Under some circumstances, for example in dry grain processing facilities that lack a processing step to ensure the elimination of pathogens in the final product and for which the product is not intended for RTE applications, “for cause” pathogen environmental monitoring may be conducted. In these cases routine monitoring is not conducted, but “for cause” monitoring is triggered by the occurrence of an unanticipated event involving the ingress of water into a normally dry processing environment. Water could allow for the potential multiplication of pathogens in the plant environment and a possible increased presence of a pathogen in the finished product. A “for cause” PEMP would be appropriate to evaluate this heightened food safety risk but once the situation returned to a normal operating condition the need for ongoing sampling and testing would be unnecessary.

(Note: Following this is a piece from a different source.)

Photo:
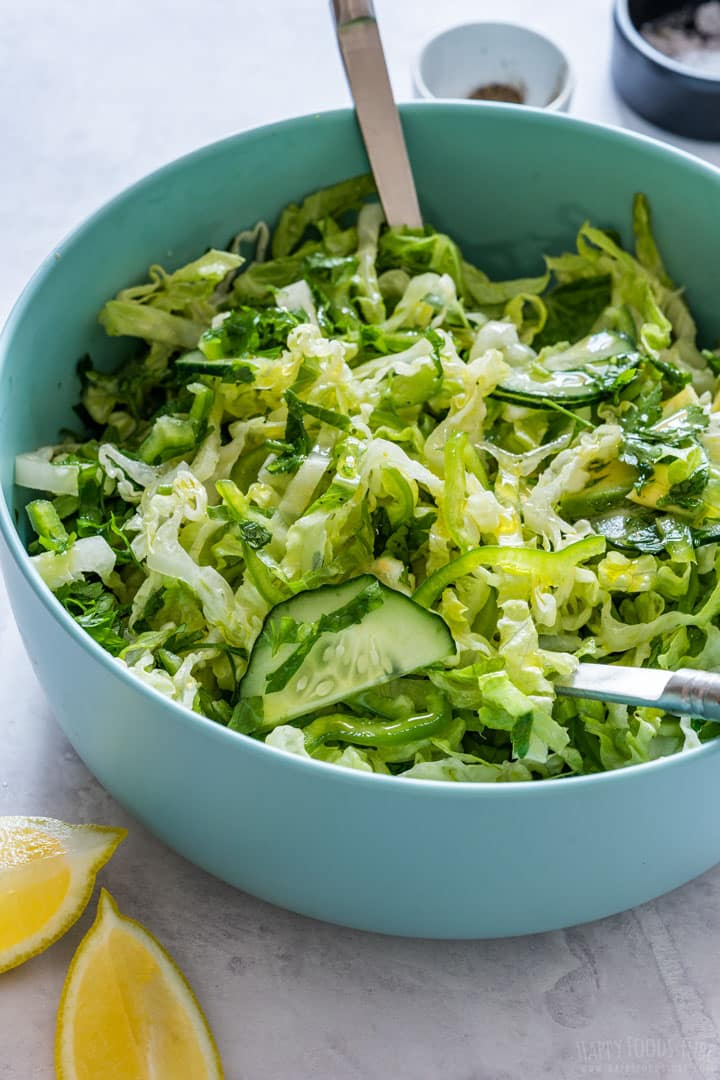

When the risk evaluation indicates a PEMP is necessary, the next component to consider is to determine the degree of stringency of the plan. Every product, process, and facility is different. The stringency of the plan is based on many factors, such as the historical linkage of the product type with illnesses (for Salmonella, often termed “Salmonella-sensitive ingredients or products). Another important factor is the degree of product exposure to the plant environment. Products exposed to the environment are those having a reasonable likelihood of becoming contaminated if the pathogen of concern exists in areas near product contact surfaces or in other places between the kill step and final product packaging. If product is conveyed in fully enclosed piping into the final container with little to no likelihood of contamination or “hot filled” under controlled conditions, the product would not be considered to be exposed to the plant environment. If the final kill step occurs after product is sealed in the final bacteria-impervious package, the product would also be considered to not be exposed. Other considerations include the history of pathogen findings in the facility, the amount of handling following the pathogen reduction step, the complexity and sanitary design of the equipment, packaging type, distribution conditions, shelf life, intended use of the product, and susceptibility of the targeted consumer. These factors will inform the facility personnel in developing the next component of the program, the sampling plan.

A Sampling Plan

Each facility and product type should have a science-based sampling plan for any PEMP deemed necessary based on the risk evaluation. Critical components of the sampling plan include the determination of the number of samples to collect in each sampled room, area or zone, how often sampling will be conducted (daily, weekly, monthly, etc.), which days of the week, and at what time during the shift samples will be taken. Sampling sites should not be entirely random but should instead target the most likely sites to harbor the organism of concern. Listeria growth niches can occur on product contact surfaces, so these surfaces should be included in the Listeria PEMP sampling plan. Difficult-to-clean sites in product contact areas and close to product contact areas should be heavily targeted. Also, the sampling focus should be on the environment in the most critical area of the plant (the area between the kill step and final packaging). Areas historically associated with Listeria growth niches (e. g., hollow rollers on conveyors, gasket material around doors, hollow support structures, grease inside bearings, slicers, dicers) should be preferentially included in the plan.